I panic - perhaps I gave
Mark the wrong name for my grandfather. Have a look on my parents’
marriage certificate and it is Arnold W. Salter.
I
open Bob’s email with the Morris lists on again and look up
all the Toms in Sussex. There isn’t one living at the same address
as my mum and her father so they either got divorced or he’s
dead. Maybe a heart attack. Lung cancer. I know people who have
died in their fifties. If they’re divorced is my mother unhappy?
Maybe my grandfather’s dying. Can’t help picturing a woman living
a lonely life caring for the man who wouldn’t let her get married
to my father and so keep her baby. Maybe she’s not still living
there. Maybe it was just when they first split up. Maybe my
father still lives in Brighton. Maybe she left Brighton to get
away from it all. Maybe I don’t have very much information.

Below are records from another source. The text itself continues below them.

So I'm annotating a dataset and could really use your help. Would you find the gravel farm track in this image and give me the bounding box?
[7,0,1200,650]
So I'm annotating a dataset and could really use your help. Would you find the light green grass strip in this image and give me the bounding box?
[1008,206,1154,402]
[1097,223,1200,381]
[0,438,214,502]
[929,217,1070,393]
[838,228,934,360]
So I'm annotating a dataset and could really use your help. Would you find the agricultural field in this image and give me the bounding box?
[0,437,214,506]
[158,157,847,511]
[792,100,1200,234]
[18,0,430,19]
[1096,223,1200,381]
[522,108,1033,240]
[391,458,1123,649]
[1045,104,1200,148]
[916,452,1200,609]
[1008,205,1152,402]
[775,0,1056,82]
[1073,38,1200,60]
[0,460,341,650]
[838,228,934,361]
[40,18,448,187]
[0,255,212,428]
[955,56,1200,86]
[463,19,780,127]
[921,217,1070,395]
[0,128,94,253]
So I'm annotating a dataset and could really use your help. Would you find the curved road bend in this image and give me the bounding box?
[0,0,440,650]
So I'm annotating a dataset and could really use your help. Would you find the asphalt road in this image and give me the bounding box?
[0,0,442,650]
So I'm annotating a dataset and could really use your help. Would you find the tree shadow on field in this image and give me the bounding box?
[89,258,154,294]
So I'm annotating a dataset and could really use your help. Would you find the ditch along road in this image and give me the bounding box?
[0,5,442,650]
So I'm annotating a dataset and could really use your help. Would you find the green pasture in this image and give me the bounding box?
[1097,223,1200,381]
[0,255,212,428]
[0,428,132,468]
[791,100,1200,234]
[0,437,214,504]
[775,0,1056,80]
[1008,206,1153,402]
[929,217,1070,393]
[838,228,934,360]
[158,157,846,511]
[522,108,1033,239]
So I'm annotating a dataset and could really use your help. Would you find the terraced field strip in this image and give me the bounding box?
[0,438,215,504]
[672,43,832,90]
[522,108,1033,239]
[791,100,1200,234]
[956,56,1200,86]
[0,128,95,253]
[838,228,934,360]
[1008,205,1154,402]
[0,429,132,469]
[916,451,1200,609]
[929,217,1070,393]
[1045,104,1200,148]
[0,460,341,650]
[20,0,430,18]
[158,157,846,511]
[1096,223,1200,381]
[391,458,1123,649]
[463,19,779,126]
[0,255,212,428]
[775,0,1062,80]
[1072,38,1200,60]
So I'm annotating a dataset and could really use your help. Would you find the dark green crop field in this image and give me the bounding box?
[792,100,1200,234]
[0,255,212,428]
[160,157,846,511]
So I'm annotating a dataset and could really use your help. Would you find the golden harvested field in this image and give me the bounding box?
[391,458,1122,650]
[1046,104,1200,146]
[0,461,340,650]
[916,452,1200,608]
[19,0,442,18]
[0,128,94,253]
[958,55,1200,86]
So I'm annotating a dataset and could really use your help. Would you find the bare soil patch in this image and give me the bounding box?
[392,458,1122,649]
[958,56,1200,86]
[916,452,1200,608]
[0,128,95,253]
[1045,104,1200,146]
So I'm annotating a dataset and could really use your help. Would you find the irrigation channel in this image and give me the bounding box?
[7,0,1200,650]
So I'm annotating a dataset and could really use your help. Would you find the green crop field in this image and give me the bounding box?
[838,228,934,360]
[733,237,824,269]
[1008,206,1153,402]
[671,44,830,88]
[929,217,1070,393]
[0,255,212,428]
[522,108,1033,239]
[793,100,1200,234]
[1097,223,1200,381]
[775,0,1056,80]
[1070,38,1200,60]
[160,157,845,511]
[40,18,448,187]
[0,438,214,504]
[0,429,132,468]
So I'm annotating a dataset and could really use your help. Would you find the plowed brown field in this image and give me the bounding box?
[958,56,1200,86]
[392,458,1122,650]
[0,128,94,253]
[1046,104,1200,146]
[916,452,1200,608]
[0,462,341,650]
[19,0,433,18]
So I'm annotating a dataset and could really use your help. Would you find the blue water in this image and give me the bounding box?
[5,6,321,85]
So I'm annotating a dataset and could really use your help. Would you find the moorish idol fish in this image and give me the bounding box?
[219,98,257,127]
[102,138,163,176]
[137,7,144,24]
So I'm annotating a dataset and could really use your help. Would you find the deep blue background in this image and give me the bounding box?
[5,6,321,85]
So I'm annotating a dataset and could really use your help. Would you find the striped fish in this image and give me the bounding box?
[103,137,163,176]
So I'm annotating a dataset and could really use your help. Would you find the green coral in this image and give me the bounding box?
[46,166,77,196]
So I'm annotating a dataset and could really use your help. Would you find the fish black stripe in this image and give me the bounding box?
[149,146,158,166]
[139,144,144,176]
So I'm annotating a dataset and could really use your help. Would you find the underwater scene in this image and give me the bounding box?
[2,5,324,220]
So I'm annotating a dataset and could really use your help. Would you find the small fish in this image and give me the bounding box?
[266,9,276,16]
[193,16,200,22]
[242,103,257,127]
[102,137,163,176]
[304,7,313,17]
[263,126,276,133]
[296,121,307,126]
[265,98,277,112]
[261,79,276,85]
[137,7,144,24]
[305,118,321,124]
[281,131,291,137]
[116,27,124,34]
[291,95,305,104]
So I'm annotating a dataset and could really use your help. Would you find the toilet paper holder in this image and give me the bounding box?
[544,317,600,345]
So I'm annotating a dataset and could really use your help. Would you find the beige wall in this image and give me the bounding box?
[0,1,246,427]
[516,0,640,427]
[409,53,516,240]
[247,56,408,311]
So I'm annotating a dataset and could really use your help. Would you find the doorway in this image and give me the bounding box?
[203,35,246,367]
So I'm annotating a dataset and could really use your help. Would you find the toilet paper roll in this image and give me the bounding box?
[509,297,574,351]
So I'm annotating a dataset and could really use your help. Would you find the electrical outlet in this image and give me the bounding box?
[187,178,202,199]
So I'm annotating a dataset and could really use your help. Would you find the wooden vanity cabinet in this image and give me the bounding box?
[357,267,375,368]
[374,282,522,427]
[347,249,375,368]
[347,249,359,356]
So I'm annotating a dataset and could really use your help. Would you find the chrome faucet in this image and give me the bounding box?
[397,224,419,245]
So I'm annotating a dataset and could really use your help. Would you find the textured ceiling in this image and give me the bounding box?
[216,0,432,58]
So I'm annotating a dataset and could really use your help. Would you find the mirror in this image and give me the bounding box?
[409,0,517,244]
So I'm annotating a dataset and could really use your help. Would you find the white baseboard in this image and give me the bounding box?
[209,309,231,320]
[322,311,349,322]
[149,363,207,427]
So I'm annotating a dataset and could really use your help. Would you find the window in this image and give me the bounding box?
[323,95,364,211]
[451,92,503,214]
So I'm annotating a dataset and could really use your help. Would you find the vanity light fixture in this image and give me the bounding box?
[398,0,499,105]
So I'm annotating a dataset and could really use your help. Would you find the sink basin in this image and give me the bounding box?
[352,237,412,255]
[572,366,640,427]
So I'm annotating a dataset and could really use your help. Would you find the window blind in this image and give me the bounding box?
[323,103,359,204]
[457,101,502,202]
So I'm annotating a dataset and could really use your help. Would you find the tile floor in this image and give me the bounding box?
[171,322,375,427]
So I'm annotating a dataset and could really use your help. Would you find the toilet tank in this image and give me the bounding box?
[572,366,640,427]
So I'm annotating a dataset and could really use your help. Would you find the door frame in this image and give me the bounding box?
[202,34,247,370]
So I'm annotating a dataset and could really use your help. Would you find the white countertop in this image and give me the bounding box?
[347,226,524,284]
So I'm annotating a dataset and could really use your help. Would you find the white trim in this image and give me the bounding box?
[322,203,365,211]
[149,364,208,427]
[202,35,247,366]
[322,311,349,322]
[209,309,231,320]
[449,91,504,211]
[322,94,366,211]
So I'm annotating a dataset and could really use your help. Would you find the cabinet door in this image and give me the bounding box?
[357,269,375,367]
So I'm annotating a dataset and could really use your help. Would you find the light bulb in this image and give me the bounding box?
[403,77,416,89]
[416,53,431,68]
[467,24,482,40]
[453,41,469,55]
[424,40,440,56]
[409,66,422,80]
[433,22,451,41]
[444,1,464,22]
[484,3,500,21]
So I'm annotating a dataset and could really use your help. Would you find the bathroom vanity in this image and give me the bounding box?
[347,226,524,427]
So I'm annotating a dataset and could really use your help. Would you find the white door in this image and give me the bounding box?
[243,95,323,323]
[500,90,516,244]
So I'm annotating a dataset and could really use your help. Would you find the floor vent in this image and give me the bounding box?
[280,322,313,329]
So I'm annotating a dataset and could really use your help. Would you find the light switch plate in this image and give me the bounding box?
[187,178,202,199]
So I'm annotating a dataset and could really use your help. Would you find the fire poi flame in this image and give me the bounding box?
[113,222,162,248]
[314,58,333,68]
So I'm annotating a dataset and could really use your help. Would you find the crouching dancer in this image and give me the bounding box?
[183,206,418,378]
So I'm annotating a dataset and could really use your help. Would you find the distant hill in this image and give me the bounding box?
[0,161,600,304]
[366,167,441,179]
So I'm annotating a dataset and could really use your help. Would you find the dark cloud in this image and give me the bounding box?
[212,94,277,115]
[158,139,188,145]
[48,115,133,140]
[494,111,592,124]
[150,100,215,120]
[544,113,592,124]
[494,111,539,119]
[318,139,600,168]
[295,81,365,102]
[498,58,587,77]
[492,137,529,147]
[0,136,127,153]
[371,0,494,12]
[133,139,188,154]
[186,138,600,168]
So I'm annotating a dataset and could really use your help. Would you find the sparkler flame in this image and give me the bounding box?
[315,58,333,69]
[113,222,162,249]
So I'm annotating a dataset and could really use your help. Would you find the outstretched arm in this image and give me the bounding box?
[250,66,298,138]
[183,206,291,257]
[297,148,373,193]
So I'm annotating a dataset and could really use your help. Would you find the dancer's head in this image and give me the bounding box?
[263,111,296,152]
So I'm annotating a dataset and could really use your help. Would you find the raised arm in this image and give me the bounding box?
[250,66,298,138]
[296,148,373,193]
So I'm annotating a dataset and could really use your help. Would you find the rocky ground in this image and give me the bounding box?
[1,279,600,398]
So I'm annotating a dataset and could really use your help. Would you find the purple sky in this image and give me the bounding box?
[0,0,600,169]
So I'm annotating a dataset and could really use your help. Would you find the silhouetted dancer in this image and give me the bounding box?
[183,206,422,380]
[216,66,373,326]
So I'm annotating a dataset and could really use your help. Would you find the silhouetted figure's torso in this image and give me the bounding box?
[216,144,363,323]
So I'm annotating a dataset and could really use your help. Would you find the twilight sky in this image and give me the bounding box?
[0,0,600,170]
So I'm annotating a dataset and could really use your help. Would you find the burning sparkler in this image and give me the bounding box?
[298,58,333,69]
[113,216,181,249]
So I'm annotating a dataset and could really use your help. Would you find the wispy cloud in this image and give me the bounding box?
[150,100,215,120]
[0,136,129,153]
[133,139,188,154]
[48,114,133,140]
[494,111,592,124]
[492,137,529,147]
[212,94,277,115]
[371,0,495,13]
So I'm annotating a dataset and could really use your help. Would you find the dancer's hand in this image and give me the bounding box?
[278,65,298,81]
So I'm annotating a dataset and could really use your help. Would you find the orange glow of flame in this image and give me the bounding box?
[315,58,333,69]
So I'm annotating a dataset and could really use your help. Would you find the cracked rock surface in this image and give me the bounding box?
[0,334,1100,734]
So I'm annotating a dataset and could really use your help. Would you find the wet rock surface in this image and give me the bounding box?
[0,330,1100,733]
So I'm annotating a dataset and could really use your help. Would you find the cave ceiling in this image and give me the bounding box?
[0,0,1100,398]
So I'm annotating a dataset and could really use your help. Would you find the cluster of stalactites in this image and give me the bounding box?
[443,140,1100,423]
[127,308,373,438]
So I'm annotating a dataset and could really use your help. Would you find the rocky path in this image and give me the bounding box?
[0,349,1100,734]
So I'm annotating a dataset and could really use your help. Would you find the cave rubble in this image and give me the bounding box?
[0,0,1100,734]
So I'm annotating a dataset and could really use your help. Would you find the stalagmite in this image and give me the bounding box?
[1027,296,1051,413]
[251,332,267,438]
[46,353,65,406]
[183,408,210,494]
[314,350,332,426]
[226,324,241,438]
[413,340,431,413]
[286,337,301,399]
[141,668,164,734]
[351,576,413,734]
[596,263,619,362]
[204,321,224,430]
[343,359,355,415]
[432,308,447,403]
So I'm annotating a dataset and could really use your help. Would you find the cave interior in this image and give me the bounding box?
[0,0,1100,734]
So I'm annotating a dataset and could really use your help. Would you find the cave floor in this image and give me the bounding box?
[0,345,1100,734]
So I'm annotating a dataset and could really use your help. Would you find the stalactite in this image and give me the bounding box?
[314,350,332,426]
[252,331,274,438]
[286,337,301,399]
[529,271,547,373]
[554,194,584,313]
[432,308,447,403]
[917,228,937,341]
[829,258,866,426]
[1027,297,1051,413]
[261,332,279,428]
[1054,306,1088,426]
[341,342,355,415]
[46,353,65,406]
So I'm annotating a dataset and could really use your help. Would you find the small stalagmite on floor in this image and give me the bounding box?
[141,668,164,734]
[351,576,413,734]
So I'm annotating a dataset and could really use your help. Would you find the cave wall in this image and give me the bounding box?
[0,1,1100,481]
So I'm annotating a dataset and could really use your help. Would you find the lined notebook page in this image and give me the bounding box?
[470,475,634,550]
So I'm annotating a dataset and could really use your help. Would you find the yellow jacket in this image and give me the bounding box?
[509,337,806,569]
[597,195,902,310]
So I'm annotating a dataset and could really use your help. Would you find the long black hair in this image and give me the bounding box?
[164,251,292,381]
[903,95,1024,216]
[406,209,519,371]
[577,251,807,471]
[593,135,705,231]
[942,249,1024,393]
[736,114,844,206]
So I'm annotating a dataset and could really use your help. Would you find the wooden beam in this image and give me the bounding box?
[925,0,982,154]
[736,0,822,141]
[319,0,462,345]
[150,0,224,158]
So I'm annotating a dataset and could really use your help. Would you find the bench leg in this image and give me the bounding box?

The Tom Morris on the list
who lives in the same village as my mother and grandfather has
the wrong initial, C instead if A. Unless he changed his second
name it’s not my dad. Perhaps it’s my brother. I’ll find out,
if any of them will see me.
For some reason I go back
to Bob’s email and look at the list of Mary B. Salters. There
are 30 Mary’s, a lot less than the Toms. I suddenly realise
with a slightly sick feeling that I didn’t take in the existence
of this list, if I looked at it at all, and that there is only
one Mary B. Salter on it (that’s the bit that gives me the sick
feeling). I realise that I must have missed out this list altogether
and that I could have known where my mum lived over two weeks
ago. I’ve had the information on my computer all along.
I glance down from the computer
and notice the number of the Population Census and Survey on
the back of the envelope I keep my adoption papers in. They
look after the UK official Adoption List where adoptees and
birth families can register to show they would like to meet.
I call it the ‘I want you to find me list’. I’ve been meaning
to ring them to see if my mother put her name down. I’ve had
the number for days. Before I have a chance to forget I pick
the phone up and dial. No answer, not even a message machine
– guess they’re not back from the holidays yet. Will have to
wait ‘til next week. It would be amazing if she was on that
list. Then I wouldn’t have to worry about whether she’ll see
me or not.
Liz told me that her adopted friend tracked
her mother down only to find out she had died the week before.
Every day counts. I don’t think I’ll sleep tonight.